UPC and UP system start date? Assuming that the provisional application starts in February 2021 and that Germany deposits the ratification of the UPCA by February 2022, thereby triggering the prescribed period running up to the commencement of the UPC, the UPC could then open its doors on June 1, 2022 and unitary patents be granted from then too.
EPs, UPs or national patents? UPs cannot be granted without the UPC in place. Regulation 1257/2012 establishing the UP is already in force but the grant of UPs is dependent on the UPC being established. Once the UPCA is in force and thus the UPC and UP established, any European patent (EP) application coming to grant can be converted into a UP at grant if the applicant chooses.
Currently, EPs are applied for centrally, at the European Patent Office (EPO), and then on grant are converted into a bundle of national patent rights, designated to whichever European Patent Convention signatory states have been selected by the applicant. Although there is a central system for opposition before the EPO, post grant infringement and revocation actions must be brought in relation to individual designations and cannot be litigated centrally. This frequently leads to multiple actions across Europe in relation to EPs derived from the same initial application.
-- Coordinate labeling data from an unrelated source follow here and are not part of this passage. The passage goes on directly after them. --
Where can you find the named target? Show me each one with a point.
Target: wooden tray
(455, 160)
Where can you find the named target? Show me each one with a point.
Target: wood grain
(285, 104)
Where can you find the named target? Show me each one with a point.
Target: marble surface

The Commission and the European Parliament have sought to resolve the multiplicity of actions based on the same EP, by allowing the new UPC to hear EP litigation as well. However, for a transitional period, the proprietor of an EP may choose to "opt-out" of the UPC system and retain the right to litigate designations separately in national courts. Once this period has passed (after 7 years, although this may be extended to 14 years), all EPs which have not been opted out will be litigated "centrally" using the UPC system. For more on the consequences of opting out or not doing so see the section of this guide on opt-out and our article for Managing Intellectual Property (see below).
Once the UPC & UP system has commenced, it will not be obligatory to apply for UP status on grant of an EP by the EPO, EPs will continue to be granted as now. It will also still be possible (as it is now) to apply for national patents (NPs) instead of EPs (or UPs) by lodging separate applications at each of the national patent offices. These national patents will not be under the jurisdiction of the UPC and actions relating to them will continue to be heard by national courts. National patents are therefore one way of avoiding the new UPC system if there are strategic reasons for doing so. All UPs and EPs will be under the jurisdiction of the UPC however, although EPs can be opted out at grant during the transition period, as discussed above and here.
Non-EU EPC states (such as Switzerland, Norway and Turkey) were not allowed to take part in the UPCA (only EU MSs could take part) and thus for patent protection in these states and any MSs which have not signed up to the UP or UPCA, the only option for protection will continue to be via an EP (or an NP). See below for more on where UP will have effect
The cost of a UP: The EPO has adopted a "business friendly fee pattern" for the new UP equivalent to the current charges for the "top 4" most popular validation jurisdictions for EPs - see our e-bulletin "EPO adopts "business friendly" Top 4 approach to UP renewal fees".
The contents of this publication are for reference purposes only and may not be current as at the date of accessing this publication. They do not constitute legal advice and should not be relied upon as such. Specific legal advice about your specific circumstances should always be sought separately before taking any action based on this publication.